Mich hat ein Hinweis auf eine Neuerscheinung zu U 532 erreicht, die ich hier gerne teile. Das Buch gibt es u.a. per Book on demand:

 --/>/> Hans-Alfred Szuldrzynski , Marina Fricke: "U-532 - Durch das Meer und den Krieg und die Sehnsucht nach Freiheit"
Gruß, Thorsten

"There is every possibility that things are going to change completely."
(Captain Tennant, HMS Repulse, 09.12.1941)

Forum MarineArchiv / Historisches MarineArchiv

UC 67

Moin,

ich habe mir das Buch über Amazon gekauft und gleich gelesen. Ausbildung, Feindfahrten, lange Liegezeiten in Fernost, das Verhältnis zu den Japanern und schließlich drei Jahre Gefangenschaft in England aus der Sicht eines Mannschaftsdienstgrades sind sehr gut beschrieben. Von mir eine klare Kaufempfehlung.
Gruß aus Potsdam

Simon

M-54842

Auch von mir eine klare Empfehlung für das Buch. Das Werk gliedert sich in zwei Teile. Der erste Teil beschäftigt sich mit den Feindfahrten von U 532 sowie dem Aufenthalt in Fernost. Der zweite Teil widmet sich der Gefangenschaft in Großbritannien. Das Buch liest sich gut und gibt Einblicke in damaligen Gegebenheiten und die Sichtweise der jungen Marinesoldaten.
Zu den Bedingungen an Bord schreibt der Autor:
,,Erfolge, die wir ersehnen, bleiben aus.
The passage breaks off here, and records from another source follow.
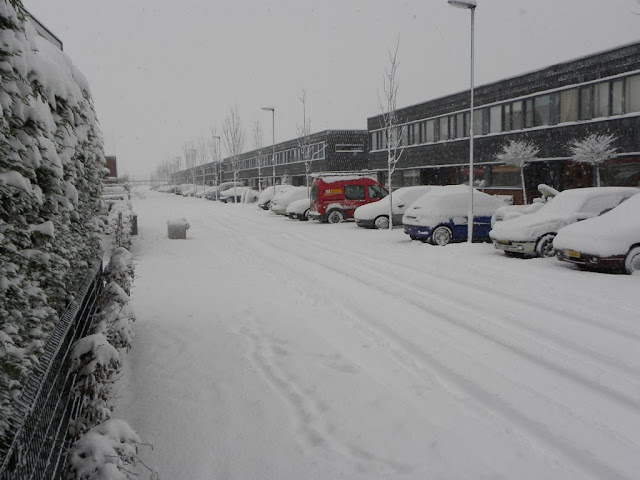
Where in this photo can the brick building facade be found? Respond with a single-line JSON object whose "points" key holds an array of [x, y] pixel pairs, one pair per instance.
{"points": [[551, 107]]}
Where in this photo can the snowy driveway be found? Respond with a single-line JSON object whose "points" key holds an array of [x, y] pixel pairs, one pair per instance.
{"points": [[269, 348]]}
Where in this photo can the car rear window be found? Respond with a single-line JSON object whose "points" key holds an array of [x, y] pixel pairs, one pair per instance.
{"points": [[354, 192]]}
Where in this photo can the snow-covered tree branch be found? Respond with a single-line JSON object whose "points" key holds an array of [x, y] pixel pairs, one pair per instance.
{"points": [[392, 132], [594, 150], [519, 154]]}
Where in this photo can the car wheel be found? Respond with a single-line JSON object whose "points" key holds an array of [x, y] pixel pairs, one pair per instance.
{"points": [[632, 261], [544, 247], [441, 236], [335, 216], [382, 222]]}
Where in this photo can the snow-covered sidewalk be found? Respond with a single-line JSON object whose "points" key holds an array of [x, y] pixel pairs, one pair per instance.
{"points": [[268, 348]]}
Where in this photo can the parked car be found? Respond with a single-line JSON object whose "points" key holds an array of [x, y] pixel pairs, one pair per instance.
{"points": [[299, 209], [512, 211], [334, 198], [441, 216], [264, 200], [214, 192], [376, 215], [280, 202], [238, 195], [608, 242], [533, 234]]}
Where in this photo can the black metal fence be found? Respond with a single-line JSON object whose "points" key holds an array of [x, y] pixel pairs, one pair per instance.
{"points": [[46, 405]]}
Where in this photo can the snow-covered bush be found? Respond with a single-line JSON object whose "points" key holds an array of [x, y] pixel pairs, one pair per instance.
{"points": [[593, 150], [104, 448], [104, 453], [519, 154], [51, 168], [119, 224], [96, 363]]}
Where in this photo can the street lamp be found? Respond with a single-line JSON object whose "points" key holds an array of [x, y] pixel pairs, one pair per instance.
{"points": [[471, 6], [219, 151], [273, 141]]}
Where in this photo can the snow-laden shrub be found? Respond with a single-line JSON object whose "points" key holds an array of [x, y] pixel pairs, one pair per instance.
{"points": [[593, 150], [96, 363], [120, 269], [105, 452], [51, 167], [119, 224], [104, 448]]}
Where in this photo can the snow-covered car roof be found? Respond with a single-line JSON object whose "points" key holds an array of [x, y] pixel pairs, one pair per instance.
{"points": [[562, 211], [267, 194], [612, 233], [452, 201], [299, 206], [402, 200], [289, 195], [237, 190]]}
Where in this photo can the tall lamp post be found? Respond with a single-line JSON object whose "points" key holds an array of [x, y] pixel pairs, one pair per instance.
{"points": [[471, 6], [217, 137], [273, 141]]}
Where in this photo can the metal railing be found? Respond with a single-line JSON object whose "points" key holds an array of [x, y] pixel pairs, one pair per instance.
{"points": [[38, 427]]}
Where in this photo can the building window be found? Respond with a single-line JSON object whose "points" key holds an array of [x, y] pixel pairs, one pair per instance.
{"points": [[344, 148], [569, 105], [585, 103], [431, 131], [617, 97], [544, 110], [410, 178], [495, 119], [444, 128], [505, 176], [601, 100], [516, 118], [528, 113], [460, 125], [481, 121], [632, 94], [423, 132], [354, 192]]}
Die Stimmung ist denkbar mies. Die Strapazen durch sich immer wiederholendes Alarmtauchen, durch den ständigen harten Seegang und das Nichtvorhandensein der Möglichkeit auch nur die primitivsten körperlichen Bedürfnisse ohne Schwierigkeiten zu erledigen, sind fast nicht mehr zu ertragen."
Geschildert werden auch Versorgungsmaßnahmen auf der langen Reise. U 532 wurde beispielsweise von der ,,Brake" versorgt. Andere geplante Versorgungsmaßnahmen scheitern, da die Versorger (U 160 und ,,Charlotte Schliemann") versenkt worden waren. U 532 diente aber auch als Versorger für andere deutsche U-Boote. Hier macht der Autor Angaben zum ,,Zaunkönig" und schreibt:
,,Von den Kommandanten erfahren wir auch, dass sie die super modernen Torpedos mit dem Tarnnamen ,,Zaunkönig", die sie nicht verschossen haben, vor dem Einlaufen in die japanisch besetzten Gebiete versenken mussten und diese auch nicht an uns hätten übergeben werden dürfen." Man wollte nicht, dass die Technik in fremde Hand geriet.
Der Autor gibt auch Einblicke in seine damalige Gefühlswelt. Er schreibt:
,,Wenn wir unter Wasser das Bersten des Schiffsleibes und das Explodieren der Kessel hören, fühle ich mich elend. Manche Diskussionen im Bugraum zeigen mir die unterschiedlichen Auffassungen meiner Kameraden.Ich fühle mich durch das Aufwachsen in einer Hafenstadt immer noch mit der christlichen Seefahrt verbunden, wo es selbstverständliche Pflicht ist, jedem Schiffbrüchigen, auch unter Einsatz des eigenen Schiffes und Lebens zu helfen."
Entsprechenden Raum nehmen auch die Erlebnisse in den Stützpunkten und Städten ein (Penang, Singapur, Java, Kobe). Hier geht es insbesondere um die Zusammenarbeit mit den Verbündeten und der Bevölkerung sowie durchgeführte Exkursionen und Arbeiten am Boot.
Zur Gefangenschaft in Großbritannien, die sich von Zeit zu Zeit erträglicher gestaltete, schreibt der Autor:
,,Vernehmungen werden krass und mit aller Härte durchgeführt. Mit Stockschlägen versucht man uns einzubläuen, dass wir den Krieg endgültig verloren haben. Nach und nach geht die Hoffnung auf eine menschenwürdige Behandlung verloren."
In späteren Jahren verbesserten sich die Verhältnisse und der Autor schreibt dazu:
,,Einmal in der Woche ist Demokratie und Parlamentarismus. Wir können Vereine besuchen und auch Vorlesungen in der Cambridger Universität. Man will uns also wirklich die Demokratie nahebringen und ich muss sagen, es gelingt."
Im Juni 1948 kehrt Hans-Alfred Szuldrzynski nach Hause zurück. Sein letzter Kurzurlaub lag da fünf Jahre zurück.
Das Buch ist das beeindruckende Zeugnis eines Zeitzeugen. Der Autor war Oberfunkmaat auf U 532 und ist 2007 verstorben.

Rast

Lieber 5 Minuten vorsichtig als ein Leben lang tot!

Gabler

Hallo und Frage an die Rezensenten: Das Boot hatte doch ein FuMO 29 und ein Metox an Bord. Schreibt der Autor denn irgendwas über die Geräte und deren Verwendung? Als Oberfunkmaat müßte er doch einen Funkmesslehrgang absolviert haben.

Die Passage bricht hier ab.